It is a well-known fact that the world of business has changed beyond all recognition in recent years. As technology has evolved, so has the world of e-commerce, mobile and digital, to the extent that the business and technological landscape is completely different to that of three or four years ago.
At the same time, however, it is important to remember that we have also seen the security threats that businesses face consistently evolving at the same rate.
While it is impossible to predict where we will be in four or five years’ time, and which security threats will be most prominent, it is easier to predict what the main security bug-bears of 2013 will be.
Here are my best educated guesses, in no particular order, along with my recommended solutions for dealing with them.
Advanced persistent threats
Advanced persistent threats (APTs) are likely to become a growing threat in 2013, as attackers broaden their target areas.
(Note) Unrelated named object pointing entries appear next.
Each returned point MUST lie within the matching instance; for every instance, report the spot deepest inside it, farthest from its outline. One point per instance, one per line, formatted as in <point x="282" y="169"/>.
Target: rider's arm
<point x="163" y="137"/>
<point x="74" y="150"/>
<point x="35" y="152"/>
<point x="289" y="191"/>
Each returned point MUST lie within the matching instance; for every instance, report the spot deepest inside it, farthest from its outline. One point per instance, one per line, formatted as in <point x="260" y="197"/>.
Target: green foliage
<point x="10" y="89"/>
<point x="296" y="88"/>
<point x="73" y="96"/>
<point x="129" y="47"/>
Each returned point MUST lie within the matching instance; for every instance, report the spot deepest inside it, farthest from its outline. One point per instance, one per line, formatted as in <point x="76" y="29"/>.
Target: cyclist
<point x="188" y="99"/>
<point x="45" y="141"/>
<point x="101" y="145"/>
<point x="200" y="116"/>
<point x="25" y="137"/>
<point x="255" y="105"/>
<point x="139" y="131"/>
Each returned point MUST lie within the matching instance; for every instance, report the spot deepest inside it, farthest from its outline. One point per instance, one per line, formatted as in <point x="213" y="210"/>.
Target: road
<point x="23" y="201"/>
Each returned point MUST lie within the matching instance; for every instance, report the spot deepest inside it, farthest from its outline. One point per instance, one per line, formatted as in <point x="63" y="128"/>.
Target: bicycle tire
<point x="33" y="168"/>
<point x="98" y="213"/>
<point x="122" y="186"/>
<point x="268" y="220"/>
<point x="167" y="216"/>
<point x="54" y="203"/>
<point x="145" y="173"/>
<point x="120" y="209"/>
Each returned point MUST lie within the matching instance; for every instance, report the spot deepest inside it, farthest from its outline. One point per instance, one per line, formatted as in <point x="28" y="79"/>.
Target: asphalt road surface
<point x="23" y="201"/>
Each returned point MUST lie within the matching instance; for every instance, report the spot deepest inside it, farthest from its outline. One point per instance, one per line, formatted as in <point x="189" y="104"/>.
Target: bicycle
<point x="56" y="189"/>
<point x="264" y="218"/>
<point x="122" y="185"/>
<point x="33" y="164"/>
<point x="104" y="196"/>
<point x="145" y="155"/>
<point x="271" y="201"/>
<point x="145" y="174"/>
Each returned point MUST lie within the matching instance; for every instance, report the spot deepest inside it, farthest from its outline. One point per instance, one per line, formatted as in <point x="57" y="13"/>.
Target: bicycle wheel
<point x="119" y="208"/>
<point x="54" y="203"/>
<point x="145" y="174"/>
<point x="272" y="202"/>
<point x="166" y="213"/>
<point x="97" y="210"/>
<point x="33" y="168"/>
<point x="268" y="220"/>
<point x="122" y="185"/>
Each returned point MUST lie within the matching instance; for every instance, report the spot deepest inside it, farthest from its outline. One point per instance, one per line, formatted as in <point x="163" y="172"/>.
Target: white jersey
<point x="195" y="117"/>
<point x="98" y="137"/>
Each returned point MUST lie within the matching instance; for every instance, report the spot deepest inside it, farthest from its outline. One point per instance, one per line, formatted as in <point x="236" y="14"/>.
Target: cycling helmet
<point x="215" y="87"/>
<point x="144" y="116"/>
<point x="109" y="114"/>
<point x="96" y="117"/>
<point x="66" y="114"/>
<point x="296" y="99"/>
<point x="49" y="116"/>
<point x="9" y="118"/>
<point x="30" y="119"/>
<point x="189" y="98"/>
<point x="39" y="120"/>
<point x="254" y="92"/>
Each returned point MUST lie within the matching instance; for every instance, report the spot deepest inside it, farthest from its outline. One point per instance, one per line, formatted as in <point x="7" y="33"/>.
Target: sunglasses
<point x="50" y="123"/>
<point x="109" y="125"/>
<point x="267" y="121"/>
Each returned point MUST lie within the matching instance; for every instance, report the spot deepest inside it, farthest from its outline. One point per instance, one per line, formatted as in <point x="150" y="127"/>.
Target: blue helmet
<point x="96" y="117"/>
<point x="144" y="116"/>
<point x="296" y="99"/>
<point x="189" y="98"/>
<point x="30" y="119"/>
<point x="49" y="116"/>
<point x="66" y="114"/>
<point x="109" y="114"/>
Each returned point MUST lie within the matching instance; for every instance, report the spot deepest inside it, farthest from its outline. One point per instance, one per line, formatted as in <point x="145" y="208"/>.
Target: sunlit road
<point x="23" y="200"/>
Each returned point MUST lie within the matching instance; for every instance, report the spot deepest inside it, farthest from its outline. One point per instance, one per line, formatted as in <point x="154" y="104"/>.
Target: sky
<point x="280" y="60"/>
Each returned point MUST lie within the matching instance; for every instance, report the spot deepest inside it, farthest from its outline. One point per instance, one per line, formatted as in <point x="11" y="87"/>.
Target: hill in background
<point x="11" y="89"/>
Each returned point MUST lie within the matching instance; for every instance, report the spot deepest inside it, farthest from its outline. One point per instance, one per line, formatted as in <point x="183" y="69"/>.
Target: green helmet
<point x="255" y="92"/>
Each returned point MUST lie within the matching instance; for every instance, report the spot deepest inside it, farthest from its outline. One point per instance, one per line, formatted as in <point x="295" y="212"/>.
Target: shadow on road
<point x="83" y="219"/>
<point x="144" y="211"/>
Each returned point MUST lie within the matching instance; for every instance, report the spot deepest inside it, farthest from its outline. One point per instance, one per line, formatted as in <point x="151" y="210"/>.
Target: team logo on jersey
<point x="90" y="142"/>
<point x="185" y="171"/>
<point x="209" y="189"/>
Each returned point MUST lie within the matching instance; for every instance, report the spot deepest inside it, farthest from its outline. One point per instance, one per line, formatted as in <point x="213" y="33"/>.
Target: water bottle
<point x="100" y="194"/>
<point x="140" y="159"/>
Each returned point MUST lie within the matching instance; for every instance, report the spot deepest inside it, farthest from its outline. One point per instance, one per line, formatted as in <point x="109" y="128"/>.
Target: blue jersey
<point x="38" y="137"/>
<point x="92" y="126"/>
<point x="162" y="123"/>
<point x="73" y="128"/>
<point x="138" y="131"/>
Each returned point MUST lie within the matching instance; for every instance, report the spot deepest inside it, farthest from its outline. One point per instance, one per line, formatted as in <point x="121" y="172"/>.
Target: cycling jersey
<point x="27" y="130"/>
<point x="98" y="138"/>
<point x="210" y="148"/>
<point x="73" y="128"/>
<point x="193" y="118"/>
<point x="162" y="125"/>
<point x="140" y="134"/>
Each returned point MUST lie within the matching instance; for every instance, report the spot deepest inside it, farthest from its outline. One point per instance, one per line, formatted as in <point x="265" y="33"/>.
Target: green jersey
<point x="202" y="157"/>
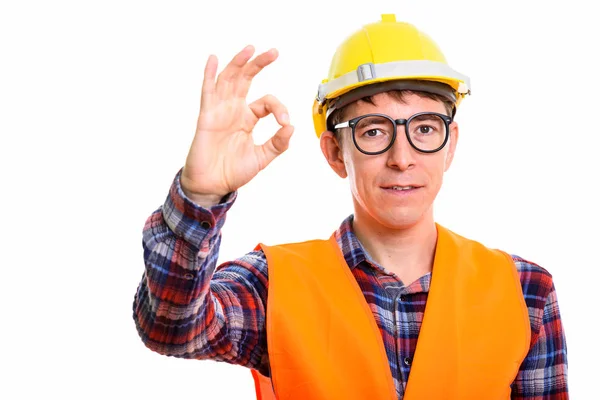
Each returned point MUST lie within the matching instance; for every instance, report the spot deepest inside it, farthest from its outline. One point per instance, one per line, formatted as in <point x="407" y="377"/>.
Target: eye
<point x="425" y="129"/>
<point x="372" y="133"/>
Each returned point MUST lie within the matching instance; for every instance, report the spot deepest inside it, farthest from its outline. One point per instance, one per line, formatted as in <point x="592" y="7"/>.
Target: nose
<point x="401" y="155"/>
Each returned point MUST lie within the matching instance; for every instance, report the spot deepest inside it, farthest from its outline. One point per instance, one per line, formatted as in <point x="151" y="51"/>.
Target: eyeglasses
<point x="373" y="134"/>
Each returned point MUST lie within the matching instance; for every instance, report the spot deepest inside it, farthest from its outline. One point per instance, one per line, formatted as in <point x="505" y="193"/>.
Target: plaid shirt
<point x="186" y="306"/>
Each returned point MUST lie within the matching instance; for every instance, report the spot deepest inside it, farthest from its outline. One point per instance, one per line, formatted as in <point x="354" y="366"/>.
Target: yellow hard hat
<point x="382" y="56"/>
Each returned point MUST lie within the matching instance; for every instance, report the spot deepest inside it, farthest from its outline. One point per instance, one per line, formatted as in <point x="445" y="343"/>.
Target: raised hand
<point x="223" y="156"/>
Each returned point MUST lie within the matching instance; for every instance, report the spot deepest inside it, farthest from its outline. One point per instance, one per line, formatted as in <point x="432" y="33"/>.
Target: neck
<point x="407" y="252"/>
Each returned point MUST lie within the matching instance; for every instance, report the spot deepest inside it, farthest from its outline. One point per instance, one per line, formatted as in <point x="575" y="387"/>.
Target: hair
<point x="339" y="115"/>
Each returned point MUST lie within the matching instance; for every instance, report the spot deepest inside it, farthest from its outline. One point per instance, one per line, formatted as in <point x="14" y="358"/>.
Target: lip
<point x="401" y="192"/>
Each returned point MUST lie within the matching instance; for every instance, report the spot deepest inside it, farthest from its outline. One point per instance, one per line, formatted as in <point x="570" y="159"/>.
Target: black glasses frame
<point x="395" y="122"/>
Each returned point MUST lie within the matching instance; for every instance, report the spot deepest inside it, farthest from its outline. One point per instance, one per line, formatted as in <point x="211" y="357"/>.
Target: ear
<point x="452" y="145"/>
<point x="332" y="150"/>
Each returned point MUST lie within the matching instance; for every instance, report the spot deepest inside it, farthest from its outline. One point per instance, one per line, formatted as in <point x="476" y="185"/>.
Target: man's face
<point x="373" y="177"/>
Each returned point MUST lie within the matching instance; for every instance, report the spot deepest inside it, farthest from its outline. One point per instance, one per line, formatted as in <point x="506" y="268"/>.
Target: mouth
<point x="404" y="189"/>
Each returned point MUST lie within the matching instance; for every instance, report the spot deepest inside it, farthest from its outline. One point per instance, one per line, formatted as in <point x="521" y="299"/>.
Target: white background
<point x="98" y="103"/>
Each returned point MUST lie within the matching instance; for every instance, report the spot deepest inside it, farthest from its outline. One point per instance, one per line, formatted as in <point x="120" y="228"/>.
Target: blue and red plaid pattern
<point x="187" y="306"/>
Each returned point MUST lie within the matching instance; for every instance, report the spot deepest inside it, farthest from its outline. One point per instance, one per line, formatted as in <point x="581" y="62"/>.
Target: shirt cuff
<point x="192" y="222"/>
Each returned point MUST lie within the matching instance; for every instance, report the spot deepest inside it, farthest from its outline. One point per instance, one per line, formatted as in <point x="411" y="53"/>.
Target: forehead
<point x="385" y="103"/>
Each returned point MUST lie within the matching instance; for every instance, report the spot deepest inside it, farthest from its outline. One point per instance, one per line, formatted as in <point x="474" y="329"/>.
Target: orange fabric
<point x="323" y="341"/>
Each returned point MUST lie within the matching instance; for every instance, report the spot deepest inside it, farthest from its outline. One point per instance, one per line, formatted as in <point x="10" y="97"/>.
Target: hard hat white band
<point x="397" y="69"/>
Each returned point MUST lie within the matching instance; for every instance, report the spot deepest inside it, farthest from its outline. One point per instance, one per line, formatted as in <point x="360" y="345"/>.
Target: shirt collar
<point x="354" y="254"/>
<point x="352" y="249"/>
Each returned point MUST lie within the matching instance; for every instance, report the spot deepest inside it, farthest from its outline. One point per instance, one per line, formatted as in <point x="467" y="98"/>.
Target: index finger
<point x="252" y="68"/>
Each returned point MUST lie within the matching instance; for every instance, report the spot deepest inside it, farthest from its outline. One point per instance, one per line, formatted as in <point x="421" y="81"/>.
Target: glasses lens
<point x="373" y="133"/>
<point x="427" y="131"/>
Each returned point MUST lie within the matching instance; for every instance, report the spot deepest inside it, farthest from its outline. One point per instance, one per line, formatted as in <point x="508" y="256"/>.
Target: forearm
<point x="182" y="307"/>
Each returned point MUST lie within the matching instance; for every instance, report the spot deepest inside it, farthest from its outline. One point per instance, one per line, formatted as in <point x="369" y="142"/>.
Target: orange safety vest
<point x="323" y="341"/>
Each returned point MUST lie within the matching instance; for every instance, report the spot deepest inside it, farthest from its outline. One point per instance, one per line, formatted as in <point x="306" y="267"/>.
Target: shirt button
<point x="205" y="224"/>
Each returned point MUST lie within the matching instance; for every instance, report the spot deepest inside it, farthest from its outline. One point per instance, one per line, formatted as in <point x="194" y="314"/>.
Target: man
<point x="393" y="305"/>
Traditionally, these highly sophisticated attacks have been reserved for the defence establishment. However, perpetrators are increasingly targeting enterprises across a range of industries.
Enterprises need to be aware that APT attackers have increasing resources to sustain targeted, multi-pronged attacks over a long period of time. To counteract APTs, IT security practitioners need to understand and locate the vulnerabilities that APTs exploit.
Intelligence gathering needs to go a step beyond just researching malware, to understanding the systems used by an organisation and what the risks are. Consequently, strategies and policies should be devised to mitigate the risks and vulnerabilities, as user education is paramount to prevent social engineering.
Security within IT environments is a difficult and complex challenge, even more so in the cloud due to its seamless scalability, multi-tenancy and third-party housing.
The use of datacentres for cloud environments has raised a number of questions concerning security. A common misconception is that the responsibility of data lies with the service provider, when in fact it is with the company in question in which responsibility lies.
Organisations have been reluctant to use cloud environments as they may have no way of determining whether their data is being treated with the same level of diligence that they would use themselves.
Recommendation: Adopt information security audits with service suppliers as part of an overall best practice framework. Use best practice security models when determining the storage of data.